Applied to email marketing, it can be used in a welcome sequence or in a series of campaigns that start with a teaser that uncovers the problem and ends with the promotion that will solve it. The subject line can also be used to expose the problem and thus arouse curiosity about how to solve it. In this case, the entire campaign should focus on agitating the issue so that the call to action is seen as the most logical next step.
A trick: research your audience's problems well to be credible.
A third formula to make your emails convert more is called BAB: Before, After and Bridge. This approach to copy gets more clicks because it presents a scenario in which the user can be identified (before), proposes an appetizing one when the product has been purchased (after) and shows how the brand connects both worlds (bridge).

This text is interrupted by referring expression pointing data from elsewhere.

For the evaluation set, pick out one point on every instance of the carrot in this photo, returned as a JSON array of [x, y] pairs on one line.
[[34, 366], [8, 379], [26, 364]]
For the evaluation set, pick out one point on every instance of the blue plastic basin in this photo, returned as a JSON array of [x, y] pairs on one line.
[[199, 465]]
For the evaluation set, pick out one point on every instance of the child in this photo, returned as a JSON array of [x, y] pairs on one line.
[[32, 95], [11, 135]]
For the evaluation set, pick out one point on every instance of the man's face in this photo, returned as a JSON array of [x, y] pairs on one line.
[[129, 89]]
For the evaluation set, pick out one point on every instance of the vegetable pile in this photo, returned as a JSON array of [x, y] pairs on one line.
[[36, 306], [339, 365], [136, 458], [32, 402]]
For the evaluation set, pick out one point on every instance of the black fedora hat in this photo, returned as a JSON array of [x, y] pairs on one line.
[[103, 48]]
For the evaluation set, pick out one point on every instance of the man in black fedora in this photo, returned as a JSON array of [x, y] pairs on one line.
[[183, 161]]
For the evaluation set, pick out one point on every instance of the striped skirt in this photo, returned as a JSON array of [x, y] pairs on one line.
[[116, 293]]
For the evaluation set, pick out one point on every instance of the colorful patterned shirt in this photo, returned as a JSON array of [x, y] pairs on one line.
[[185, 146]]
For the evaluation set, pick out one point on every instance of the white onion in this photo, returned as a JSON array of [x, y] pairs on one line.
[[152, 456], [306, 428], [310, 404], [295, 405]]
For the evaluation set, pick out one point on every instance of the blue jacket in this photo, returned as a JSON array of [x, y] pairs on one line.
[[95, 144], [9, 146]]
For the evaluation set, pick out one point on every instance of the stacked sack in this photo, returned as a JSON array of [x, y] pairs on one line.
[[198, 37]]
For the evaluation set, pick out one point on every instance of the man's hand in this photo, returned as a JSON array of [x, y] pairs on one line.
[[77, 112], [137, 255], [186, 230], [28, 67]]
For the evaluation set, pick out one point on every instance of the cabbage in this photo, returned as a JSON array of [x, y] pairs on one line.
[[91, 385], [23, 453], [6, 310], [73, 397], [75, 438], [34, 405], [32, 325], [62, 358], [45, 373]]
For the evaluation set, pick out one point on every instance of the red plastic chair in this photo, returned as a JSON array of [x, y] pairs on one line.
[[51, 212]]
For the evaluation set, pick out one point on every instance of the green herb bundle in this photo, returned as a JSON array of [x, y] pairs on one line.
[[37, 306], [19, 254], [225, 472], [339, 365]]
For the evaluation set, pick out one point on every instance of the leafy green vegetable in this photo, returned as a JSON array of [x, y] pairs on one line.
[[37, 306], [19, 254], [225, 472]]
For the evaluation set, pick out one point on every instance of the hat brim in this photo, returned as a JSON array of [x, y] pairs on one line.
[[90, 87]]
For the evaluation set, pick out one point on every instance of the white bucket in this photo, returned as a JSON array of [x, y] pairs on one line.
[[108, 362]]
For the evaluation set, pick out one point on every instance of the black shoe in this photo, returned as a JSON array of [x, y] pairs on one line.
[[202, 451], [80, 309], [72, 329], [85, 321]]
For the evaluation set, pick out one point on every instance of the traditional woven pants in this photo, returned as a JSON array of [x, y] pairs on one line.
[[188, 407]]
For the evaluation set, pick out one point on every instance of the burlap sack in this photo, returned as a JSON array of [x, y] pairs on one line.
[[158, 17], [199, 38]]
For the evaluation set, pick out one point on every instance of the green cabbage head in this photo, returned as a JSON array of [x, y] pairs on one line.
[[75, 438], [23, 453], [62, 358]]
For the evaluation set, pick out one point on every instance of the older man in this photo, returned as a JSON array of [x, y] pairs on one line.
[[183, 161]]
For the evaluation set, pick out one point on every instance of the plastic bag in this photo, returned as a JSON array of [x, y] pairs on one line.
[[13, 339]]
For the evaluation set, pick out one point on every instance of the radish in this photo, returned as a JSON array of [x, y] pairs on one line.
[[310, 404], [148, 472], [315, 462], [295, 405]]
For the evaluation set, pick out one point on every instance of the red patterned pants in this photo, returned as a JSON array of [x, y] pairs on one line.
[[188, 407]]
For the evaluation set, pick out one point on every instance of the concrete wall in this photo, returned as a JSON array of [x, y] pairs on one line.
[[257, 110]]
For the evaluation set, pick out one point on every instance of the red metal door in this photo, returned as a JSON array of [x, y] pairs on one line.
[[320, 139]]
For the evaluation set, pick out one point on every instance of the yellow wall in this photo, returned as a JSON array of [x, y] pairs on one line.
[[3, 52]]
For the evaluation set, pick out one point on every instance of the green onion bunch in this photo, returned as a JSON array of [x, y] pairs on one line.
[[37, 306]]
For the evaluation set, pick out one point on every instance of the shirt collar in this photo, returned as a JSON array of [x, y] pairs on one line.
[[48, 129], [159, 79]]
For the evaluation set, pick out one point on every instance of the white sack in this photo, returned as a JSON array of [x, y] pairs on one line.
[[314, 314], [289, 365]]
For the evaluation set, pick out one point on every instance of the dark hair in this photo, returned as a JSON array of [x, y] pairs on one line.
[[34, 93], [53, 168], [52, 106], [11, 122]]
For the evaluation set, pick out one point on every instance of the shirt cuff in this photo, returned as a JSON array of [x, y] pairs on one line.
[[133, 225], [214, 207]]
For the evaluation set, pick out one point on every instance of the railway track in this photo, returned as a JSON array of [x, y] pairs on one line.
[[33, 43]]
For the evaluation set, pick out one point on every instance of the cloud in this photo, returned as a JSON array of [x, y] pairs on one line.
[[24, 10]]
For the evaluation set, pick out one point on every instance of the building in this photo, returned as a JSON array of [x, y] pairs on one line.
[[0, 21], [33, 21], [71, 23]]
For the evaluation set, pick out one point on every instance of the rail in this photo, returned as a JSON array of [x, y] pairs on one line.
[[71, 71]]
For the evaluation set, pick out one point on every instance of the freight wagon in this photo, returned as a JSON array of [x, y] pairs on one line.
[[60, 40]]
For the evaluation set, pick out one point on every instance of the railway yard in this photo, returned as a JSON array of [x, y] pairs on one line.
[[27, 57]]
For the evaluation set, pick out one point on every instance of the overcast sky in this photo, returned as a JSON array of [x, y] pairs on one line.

Applied to email marketing, it is useful for promotional campaigns for launches or events as it is focused on encouraging action by thinking about the pleasure to be achieved. It is a way of being context-oriented, in the pursuit of happiness and in seeing the benefits, not so much in explaining the more rational functionalities.
A trick: using pleasurable elements and not as painful as the PAS can make them want to cross the bridge.
Although there are other formulas, AIDA, PAS and BAB are the most used by copywriters, which confirms that they work in different sectors and products. To start with, our advice is to try one of these and see which one works best for you. It doesn't always have to be the same one, on the contrary: try to choose the one that fits best for each submission - you can even invent your own by combining them!